7. The intelligent low-voltage switchgear energy storage management method according to claim 6, characterized in that, The step of matching the stable energy storage device and the unstable energy storage device with the fixed power supply equipment, fixed power transmission equipment and power value data to obtain the matching result includes: The periodic correlation of the stable energy storage devices is sorted from largest to smallest to obtain a third sorting result; Based on the third sorting result and the second sorting result, the period correlation in the third sorting result is matched with the second sorting result from largest to smallest. If the matching is completed and there are remaining items in the second sorting result, the period correlation in the unstable energy storage device is matched with the remaining devices in the second sorting result from smallest to largest to obtain the final matching result.

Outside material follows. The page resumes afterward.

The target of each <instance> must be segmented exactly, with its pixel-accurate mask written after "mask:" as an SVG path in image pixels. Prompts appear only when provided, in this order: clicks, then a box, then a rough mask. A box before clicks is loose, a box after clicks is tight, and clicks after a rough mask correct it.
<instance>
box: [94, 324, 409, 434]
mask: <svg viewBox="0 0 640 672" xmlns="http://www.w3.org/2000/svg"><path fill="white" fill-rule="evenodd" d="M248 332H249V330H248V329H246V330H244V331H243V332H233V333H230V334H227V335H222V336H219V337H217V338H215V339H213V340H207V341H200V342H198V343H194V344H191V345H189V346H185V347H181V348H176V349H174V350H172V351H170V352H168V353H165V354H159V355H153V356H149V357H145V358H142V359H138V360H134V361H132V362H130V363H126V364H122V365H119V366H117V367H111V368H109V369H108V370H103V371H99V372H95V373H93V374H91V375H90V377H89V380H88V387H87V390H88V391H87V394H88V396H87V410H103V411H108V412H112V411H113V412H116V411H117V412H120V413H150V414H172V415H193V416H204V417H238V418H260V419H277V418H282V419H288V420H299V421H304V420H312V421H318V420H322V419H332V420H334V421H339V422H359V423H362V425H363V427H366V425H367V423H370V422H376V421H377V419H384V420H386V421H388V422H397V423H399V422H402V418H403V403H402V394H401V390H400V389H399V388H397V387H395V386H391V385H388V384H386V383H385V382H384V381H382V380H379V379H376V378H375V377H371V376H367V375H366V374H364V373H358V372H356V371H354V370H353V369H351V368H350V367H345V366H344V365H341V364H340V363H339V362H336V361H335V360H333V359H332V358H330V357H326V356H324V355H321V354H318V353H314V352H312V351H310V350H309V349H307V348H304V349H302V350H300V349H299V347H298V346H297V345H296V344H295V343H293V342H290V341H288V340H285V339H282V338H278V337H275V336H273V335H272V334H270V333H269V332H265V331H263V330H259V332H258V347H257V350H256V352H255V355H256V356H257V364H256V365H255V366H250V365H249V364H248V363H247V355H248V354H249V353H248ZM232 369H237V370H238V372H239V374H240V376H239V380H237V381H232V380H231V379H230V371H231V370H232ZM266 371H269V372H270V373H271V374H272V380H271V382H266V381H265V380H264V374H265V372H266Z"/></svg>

8. An intelligent low-voltage switchgear energy storage management system, used to implement the intelligent low-voltage switchgear energy storage management method according to any one of claims 1-7, characterized in that, include: Equipment tagging and sequence construction module: Taking the low-voltage switchgear as the central device, it acquires power supply equipment and power transmission equipment, tags and transforms their attributes, and obtains the tagging results; The phase sequence, forward direction, and reverse direction are determined based on the marking results; Construct an overall sequence containing the labeled results based on the stage sequence, the forward direction, and the reverse direction; Event sorting and overlap detection module: sorts the overall sequence into multiple complete cycles to obtain sorting results; detects time overlap of events in the opposite direction based on the sorting results, and obtains the start time difference, duration difference, and power difference; determines the best matching event based on the principle of time overlap or minimum start time distance. The correlation calculation and stability classification module performs weighted calculations on the start time difference, duration difference, and power difference to obtain a comprehensive correlation calculation result; it calculates the periodic correlation based on all events; and it classifies stable energy storage devices into unstable energy storage devices by comparing the average periodic correlation with a preset energy storage threshold. Equipment matching and optimization module: acquires power value data of fixed power supply equipment, fixed power transmission equipment, and power consumption data regulated by low-voltage switchgear; sorts the power value data and equipment attributes based on the maximum net difference; prioritizes matching the periodic correlation results of stable energy storage equipment and unstable energy storage equipment to obtain the final matching result.